By: Nick Rowan
The rise of IoT networks and systems, as well as AI and cloud computing, has meant the global telecoms sector has needed to adapt rapidly. As such, it is undergoing one of the biggest transformations since Roberts, Kahn, and Cerf’s creation of TCP/IP.
The advances made in digital technologies, coupled with the rapidly evolving nature of customer demands, has put significant pressure on telecom network companies, with a need to create faster networks that have the low latencies needed for gaming, robotics, smart electricity grid control, financial trading, and more. In short, the traditional business model adopted by network operators is becoming less tenable. These organizations need to adapt to become more akin to out-and-out technology companies with a focus that is far greater than they are used to providing. To put it another way, there needs a migration from being “telcos to techcos.”
This brings several benefits, not least of which is the increased monetization of 5G services, but achieving this is not without complexities. As with all major inflection points, this shift enables new players to enter the market and compete with the existing major players. Getting this migration wrong can have huge consequences.
While there are many enabling technologies on the path from telco to techco, for simplicity this article will focus on three: the rise of sophisticated AIOps to enable an automated network operations center (NOC); the development of outsourced testing and validation to bring trust when adopting equipment from lesser-known vendors; and the use of digital twins/AI scenario generation tools to better model behavior in real-world conditions.
Until now, life as a telco has been relatively straightforward. It involved the build-out of large-scale network infrastructure, with the upkeep and roll-out of next-generation technologies to ensure the connectivity provided was fast, low-latency and above all reliable. In many ways the objective has not altered, but the amount of data has increased. And it has done so dramatically. To put this in context, in 2011 Google CEO Eric Schmidt said that “There were 5 Exabytes of information created between the dawn of civilization through 2003, but that much information is now created every 2 days”. While I cannot comment on the validity of Schmidt’s statement, it’s now 14-years later and the data sphere is expected to reach over 180 ZB (180 trillion TB) this year. At this volume, it takes just 0.87 seconds to generate 5 EB.

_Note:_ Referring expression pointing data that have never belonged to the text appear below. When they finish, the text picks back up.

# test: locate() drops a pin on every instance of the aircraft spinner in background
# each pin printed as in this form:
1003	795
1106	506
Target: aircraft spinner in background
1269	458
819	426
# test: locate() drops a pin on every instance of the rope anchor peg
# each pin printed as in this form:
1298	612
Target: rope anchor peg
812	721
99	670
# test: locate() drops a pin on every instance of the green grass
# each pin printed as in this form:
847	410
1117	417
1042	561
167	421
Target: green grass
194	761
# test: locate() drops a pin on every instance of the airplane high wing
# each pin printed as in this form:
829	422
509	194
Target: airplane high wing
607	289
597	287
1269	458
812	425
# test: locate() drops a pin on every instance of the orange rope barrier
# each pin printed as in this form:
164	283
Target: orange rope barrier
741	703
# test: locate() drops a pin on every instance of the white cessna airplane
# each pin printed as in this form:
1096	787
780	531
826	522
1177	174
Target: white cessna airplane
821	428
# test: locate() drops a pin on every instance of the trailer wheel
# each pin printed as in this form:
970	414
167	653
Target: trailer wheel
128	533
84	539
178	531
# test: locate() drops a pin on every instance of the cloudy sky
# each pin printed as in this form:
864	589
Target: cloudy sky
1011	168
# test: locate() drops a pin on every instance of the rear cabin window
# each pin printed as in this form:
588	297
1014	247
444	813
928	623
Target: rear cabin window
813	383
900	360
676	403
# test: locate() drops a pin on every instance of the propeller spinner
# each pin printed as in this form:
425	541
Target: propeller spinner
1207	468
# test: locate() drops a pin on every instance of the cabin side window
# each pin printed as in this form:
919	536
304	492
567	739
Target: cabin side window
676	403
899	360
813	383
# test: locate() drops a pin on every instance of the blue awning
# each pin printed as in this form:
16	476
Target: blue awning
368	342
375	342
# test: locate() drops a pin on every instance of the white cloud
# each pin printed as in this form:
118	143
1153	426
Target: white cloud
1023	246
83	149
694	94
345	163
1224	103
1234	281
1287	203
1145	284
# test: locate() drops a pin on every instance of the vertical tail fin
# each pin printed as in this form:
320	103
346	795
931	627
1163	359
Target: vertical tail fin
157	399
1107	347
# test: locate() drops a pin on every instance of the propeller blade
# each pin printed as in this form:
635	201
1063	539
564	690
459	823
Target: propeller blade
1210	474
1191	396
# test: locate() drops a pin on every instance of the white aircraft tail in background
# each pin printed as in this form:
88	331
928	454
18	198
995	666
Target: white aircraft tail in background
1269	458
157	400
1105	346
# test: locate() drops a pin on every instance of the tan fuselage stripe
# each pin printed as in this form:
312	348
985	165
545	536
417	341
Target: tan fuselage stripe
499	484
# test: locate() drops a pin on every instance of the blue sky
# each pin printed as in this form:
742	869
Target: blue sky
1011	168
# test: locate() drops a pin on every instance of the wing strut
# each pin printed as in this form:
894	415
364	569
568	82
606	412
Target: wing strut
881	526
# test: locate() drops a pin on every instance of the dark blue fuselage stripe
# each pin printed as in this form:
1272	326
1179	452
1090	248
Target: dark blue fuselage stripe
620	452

Therefore, to be a successful telco in this environment means doing far more than providing reliable infrastructure. To supply the required bandwidth at the required latencies for video streaming, over-the-top apps and services, gaming, and (of course) AI and IoT, telcos must embrace new technologies that can operate networks at scale.
Modern networks span technologies, vendors and domains while being expected to carry ever more data. Resilience is critical to operation (and reputation), so a holistic view from the center to the edge is required. Having people manually monitor the infrastructure at this scale is expensive and inefficient. Instead, a drive towards the ‘dark’ or completely automated NOC is needed to boost reliability.
Notably, taking a dark NOC approach eliminates the siloed and manually intensive nature of running an NOC, relying instead on AIOps tools that use a combination of AI, machine learning, and big data analytics to not only monitor but analyze network operations, and then optimize them in real-time for resource allocation, capacity planning, and predictive maintenance. This shift swaps reactive troubleshooting for predictive autonomous operational models and harnesses data from the switches, the firewalls, the servers, the routers, etc., to identify performance trends and issues, as well as correlating events across the network. Breaking this down further, this can be shown as four key separate functions:
Anomaly detection: Traditional NOC systems rely on predefined thresholds for performance metrics, but “normal” network behavior is based on a swathe of constantly shifting variables. This means not all incidents will meet fixed threshold values, and not all normal events will lie within them. AIOps tools enable the dark NOC to establish a continuously adjusting baseline to develop a more accurate picture of normal network behavior to fit the current, not the average conditions.Root cause analysis: With vast volumes of data generated comes the need for intelligent correlation systems to prevent operators becoming overwhelmed by the number of alerts and notifications. By automatically pooling related events and identifying the actual cause, not a correlated symptom of an incident, it is possible to significantly cut the mean time to resolution (MTTR) and therefore service disruptions.